I don't believe works save at all. Read some of my Catholic posts I left that behind. Whatever good works one has are a fruit of salvation. But that doesnt mean I follow the people who believe the only real Christians are ones who are "sinless". The problem here is look at the evangelical church, and the level of false conversions, that are not based in true biblical Holy Spirit inspired conversion, full repentenance and all. How else can you explain why the evangelical churches have lost the plot? Most have united with Rome. I read today Rick Warren has invited a Catholic apologist Peter Kreeft to one of his seminars. Many evangelicals I run into online, consider the Catholic church, another "Christian" church.

Anonymous said...

Yes, Rick Warren has been off the track for decades. But there's the point. Do you think that "catholic apologist" came to teach faith alone without works? No, he came to teach works. That's why the evangelical church has lost the plot, as you say. They are off the track, due to catholic infiltration, which includes the catholic false doctrine of demanding works for salvation, whether those works be before salvation, or after salvation.

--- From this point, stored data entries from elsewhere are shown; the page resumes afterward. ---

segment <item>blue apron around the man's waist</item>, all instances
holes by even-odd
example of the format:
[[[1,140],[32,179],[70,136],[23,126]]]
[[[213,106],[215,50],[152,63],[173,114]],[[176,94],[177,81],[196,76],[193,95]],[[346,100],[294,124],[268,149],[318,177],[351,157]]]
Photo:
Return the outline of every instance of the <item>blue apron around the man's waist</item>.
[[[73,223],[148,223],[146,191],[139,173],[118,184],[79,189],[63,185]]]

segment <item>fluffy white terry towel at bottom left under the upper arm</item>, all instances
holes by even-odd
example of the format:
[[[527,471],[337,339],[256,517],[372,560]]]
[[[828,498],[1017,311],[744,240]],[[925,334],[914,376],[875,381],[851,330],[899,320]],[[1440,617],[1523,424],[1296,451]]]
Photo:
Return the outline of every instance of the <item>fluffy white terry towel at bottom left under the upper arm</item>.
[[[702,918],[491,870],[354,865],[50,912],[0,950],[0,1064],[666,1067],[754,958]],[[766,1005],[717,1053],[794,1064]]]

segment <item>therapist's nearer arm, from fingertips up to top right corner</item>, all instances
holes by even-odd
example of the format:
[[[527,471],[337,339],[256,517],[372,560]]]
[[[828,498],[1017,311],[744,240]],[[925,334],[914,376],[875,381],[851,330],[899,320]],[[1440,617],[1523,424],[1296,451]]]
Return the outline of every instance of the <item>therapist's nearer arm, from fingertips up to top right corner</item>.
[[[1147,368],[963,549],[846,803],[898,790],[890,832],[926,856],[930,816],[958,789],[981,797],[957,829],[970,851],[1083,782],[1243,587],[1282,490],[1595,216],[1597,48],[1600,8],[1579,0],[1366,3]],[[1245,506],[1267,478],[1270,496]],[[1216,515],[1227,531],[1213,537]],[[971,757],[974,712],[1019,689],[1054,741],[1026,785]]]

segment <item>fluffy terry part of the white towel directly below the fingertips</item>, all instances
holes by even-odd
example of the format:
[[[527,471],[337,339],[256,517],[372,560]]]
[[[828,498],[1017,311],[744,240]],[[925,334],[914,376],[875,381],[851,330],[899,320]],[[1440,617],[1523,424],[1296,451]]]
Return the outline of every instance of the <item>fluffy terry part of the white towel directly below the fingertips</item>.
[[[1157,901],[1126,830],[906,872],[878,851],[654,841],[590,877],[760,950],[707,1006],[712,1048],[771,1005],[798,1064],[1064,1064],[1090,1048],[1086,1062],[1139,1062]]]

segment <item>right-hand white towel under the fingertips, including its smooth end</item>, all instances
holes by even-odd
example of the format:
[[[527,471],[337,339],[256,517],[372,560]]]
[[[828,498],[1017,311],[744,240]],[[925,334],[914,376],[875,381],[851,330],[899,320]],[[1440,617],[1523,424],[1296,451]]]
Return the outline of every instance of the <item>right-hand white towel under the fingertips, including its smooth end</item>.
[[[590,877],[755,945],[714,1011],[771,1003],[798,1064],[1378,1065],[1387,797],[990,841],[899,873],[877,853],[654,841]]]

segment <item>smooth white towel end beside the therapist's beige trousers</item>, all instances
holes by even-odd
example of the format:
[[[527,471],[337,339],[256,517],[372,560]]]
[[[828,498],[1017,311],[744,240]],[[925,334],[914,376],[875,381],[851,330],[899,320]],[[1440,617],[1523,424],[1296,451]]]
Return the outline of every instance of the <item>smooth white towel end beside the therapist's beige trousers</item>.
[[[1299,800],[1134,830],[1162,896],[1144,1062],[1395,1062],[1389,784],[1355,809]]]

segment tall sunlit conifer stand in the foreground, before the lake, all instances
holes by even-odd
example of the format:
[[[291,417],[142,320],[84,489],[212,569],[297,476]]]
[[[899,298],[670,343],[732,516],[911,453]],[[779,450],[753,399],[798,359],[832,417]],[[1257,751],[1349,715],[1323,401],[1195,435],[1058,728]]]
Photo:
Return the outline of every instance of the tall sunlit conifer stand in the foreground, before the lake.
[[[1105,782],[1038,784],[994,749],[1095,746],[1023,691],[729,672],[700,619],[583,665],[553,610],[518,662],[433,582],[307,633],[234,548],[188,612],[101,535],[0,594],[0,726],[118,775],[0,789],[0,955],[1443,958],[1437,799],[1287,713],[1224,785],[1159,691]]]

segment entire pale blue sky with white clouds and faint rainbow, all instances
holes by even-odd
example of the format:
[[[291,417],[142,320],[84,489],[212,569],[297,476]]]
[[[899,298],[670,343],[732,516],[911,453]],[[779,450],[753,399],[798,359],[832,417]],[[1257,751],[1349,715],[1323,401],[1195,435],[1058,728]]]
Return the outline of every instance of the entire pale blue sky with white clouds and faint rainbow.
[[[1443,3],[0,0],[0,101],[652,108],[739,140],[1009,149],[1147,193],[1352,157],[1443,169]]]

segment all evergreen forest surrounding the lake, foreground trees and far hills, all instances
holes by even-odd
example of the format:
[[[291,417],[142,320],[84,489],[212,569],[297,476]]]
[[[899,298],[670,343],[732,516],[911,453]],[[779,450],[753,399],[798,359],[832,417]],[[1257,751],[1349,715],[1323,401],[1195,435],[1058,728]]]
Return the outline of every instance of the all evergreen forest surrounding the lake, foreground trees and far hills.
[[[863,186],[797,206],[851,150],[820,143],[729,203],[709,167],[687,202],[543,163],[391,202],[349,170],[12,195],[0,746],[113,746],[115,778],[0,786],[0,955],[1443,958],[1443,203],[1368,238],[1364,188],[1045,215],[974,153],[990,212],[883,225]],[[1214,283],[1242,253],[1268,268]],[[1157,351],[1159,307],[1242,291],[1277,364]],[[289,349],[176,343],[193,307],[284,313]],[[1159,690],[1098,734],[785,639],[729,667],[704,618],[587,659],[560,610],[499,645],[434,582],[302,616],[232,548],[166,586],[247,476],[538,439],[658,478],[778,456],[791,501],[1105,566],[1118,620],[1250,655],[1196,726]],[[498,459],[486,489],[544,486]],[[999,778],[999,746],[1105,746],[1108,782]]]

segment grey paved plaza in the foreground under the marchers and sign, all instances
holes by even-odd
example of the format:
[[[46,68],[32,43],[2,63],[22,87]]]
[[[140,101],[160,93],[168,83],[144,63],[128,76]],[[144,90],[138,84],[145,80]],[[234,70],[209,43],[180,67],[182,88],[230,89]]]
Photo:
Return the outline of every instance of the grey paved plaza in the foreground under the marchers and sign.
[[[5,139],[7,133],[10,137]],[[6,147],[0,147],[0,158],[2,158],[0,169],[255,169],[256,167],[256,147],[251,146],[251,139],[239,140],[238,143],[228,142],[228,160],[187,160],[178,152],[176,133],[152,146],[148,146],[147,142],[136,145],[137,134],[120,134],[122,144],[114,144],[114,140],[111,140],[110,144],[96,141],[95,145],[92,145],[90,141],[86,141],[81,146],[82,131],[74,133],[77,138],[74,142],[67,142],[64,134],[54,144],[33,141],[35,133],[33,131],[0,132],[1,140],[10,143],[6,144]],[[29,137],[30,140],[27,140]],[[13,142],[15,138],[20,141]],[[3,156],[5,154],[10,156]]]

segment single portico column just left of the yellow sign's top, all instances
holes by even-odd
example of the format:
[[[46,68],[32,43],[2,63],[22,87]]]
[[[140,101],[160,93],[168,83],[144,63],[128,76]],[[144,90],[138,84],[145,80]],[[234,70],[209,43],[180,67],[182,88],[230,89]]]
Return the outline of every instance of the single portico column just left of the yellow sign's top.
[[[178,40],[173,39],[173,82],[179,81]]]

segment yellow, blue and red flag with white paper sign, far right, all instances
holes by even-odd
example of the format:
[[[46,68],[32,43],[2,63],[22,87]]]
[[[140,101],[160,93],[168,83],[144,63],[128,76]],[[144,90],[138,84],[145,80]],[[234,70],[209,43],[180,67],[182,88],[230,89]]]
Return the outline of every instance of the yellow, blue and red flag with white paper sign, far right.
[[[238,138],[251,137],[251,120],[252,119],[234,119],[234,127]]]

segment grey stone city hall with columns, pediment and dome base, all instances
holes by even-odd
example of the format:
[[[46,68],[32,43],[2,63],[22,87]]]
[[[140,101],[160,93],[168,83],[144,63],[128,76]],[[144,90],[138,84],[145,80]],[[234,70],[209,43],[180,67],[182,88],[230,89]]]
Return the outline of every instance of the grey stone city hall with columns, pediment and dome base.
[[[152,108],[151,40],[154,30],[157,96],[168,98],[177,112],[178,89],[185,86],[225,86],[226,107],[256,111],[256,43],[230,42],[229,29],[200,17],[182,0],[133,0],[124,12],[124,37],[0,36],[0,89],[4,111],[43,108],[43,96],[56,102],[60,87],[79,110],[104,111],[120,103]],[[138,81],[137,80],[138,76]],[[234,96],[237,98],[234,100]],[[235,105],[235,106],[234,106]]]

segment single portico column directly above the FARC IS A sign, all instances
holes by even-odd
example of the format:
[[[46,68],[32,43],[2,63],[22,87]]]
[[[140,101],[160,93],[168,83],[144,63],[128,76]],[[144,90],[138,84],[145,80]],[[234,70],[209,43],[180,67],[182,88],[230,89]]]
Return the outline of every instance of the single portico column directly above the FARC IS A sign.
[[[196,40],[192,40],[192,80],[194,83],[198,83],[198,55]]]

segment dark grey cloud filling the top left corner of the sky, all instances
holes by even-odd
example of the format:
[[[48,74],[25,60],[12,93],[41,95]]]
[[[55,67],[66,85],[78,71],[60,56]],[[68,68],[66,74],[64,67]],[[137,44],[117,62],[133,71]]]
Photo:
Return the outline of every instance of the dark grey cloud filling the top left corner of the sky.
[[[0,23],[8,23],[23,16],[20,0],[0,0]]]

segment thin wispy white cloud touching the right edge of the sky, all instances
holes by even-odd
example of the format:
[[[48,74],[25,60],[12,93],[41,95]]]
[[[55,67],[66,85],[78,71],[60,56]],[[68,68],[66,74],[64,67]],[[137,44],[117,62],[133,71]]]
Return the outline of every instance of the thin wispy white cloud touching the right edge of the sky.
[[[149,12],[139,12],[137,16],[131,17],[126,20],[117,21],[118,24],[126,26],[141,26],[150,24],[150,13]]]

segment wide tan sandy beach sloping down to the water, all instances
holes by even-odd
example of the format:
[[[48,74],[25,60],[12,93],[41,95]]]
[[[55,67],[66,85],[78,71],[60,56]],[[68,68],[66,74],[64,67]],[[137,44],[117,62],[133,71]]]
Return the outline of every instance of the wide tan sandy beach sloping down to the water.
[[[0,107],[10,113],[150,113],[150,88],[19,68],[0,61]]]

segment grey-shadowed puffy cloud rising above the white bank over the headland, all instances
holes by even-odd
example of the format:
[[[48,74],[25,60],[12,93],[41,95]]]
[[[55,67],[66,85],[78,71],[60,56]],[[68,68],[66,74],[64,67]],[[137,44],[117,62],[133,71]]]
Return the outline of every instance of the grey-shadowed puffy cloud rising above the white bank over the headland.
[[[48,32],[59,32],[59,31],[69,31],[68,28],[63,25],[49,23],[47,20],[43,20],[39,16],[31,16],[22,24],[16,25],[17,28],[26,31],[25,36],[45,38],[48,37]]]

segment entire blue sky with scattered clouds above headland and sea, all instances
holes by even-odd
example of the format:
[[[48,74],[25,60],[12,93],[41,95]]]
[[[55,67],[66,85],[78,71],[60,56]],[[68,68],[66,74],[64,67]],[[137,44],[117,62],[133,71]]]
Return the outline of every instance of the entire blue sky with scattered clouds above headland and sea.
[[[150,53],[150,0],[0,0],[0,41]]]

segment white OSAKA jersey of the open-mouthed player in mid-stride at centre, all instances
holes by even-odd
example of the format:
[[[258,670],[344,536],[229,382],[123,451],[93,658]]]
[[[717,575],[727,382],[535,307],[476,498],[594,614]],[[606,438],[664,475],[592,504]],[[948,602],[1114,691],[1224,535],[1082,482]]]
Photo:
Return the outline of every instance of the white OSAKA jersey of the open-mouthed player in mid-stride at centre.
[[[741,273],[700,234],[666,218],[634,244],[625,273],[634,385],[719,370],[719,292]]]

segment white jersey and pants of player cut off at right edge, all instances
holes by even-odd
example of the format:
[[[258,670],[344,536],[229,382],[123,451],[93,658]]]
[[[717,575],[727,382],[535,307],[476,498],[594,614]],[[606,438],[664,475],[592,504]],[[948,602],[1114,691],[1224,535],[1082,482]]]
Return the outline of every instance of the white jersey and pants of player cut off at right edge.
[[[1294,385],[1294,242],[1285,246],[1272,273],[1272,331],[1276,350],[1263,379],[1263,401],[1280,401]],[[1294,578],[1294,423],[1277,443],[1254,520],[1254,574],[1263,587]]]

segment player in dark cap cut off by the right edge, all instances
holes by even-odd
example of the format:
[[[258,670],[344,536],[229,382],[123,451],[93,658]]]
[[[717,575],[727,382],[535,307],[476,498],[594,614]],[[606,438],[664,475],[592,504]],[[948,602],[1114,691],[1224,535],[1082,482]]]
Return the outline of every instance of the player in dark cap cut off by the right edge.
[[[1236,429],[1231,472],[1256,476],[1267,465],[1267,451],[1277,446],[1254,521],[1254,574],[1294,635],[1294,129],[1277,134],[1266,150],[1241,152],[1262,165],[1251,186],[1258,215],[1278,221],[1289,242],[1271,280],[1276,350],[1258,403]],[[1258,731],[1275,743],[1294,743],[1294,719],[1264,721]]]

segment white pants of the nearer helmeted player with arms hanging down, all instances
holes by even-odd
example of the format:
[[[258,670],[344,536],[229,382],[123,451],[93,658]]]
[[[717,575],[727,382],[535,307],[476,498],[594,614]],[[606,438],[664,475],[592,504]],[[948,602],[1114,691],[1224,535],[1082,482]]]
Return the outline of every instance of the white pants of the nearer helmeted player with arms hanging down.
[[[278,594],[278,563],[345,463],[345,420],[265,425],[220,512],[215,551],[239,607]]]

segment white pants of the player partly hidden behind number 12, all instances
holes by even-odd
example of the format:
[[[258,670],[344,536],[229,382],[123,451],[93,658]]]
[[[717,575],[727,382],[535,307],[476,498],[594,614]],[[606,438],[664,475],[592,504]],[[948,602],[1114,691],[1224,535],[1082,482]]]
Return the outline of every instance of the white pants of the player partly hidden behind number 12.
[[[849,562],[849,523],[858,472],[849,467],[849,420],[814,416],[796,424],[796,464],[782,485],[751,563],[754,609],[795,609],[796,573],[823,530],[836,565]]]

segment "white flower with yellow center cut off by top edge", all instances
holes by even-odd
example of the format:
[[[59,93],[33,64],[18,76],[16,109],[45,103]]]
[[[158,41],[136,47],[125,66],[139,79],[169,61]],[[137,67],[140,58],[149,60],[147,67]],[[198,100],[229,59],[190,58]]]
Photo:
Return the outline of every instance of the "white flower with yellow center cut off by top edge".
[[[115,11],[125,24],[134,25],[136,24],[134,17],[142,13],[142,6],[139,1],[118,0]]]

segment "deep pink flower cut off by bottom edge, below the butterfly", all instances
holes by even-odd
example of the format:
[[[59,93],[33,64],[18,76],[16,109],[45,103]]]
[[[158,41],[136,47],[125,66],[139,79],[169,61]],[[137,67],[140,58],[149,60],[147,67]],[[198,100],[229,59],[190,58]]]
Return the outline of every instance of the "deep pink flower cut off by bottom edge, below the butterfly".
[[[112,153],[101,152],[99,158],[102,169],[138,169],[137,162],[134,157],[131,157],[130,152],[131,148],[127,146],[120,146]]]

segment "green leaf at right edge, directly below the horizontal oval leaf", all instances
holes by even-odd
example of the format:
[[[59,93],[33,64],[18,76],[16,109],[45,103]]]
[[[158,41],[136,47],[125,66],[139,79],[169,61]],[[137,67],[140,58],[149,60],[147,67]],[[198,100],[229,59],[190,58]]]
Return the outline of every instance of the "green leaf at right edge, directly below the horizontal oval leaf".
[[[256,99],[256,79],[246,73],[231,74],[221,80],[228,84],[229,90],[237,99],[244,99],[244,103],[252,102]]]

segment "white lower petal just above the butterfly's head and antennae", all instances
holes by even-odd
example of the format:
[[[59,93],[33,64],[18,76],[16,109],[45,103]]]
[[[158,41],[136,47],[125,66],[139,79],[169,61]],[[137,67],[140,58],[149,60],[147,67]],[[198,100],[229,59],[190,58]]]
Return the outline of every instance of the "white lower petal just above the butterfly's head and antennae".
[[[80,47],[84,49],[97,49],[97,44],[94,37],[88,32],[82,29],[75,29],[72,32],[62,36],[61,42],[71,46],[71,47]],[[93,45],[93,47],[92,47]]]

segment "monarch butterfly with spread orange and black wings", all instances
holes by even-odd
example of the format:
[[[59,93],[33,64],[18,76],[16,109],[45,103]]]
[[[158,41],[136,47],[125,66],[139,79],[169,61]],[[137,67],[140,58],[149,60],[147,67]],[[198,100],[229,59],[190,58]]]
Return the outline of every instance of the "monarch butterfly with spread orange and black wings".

Yes, we ought to have our faith be mature in leading to works. But no, we can't demand those works for salvation. Sanctification is separate from salvation :) That's the point of rewards in heaven, and the strong encouragement to go for them.

But catholicism mixes the two, as if there were no distinction. The evangelical church has lost the plot, because they are becoming catholic, even in soteriology.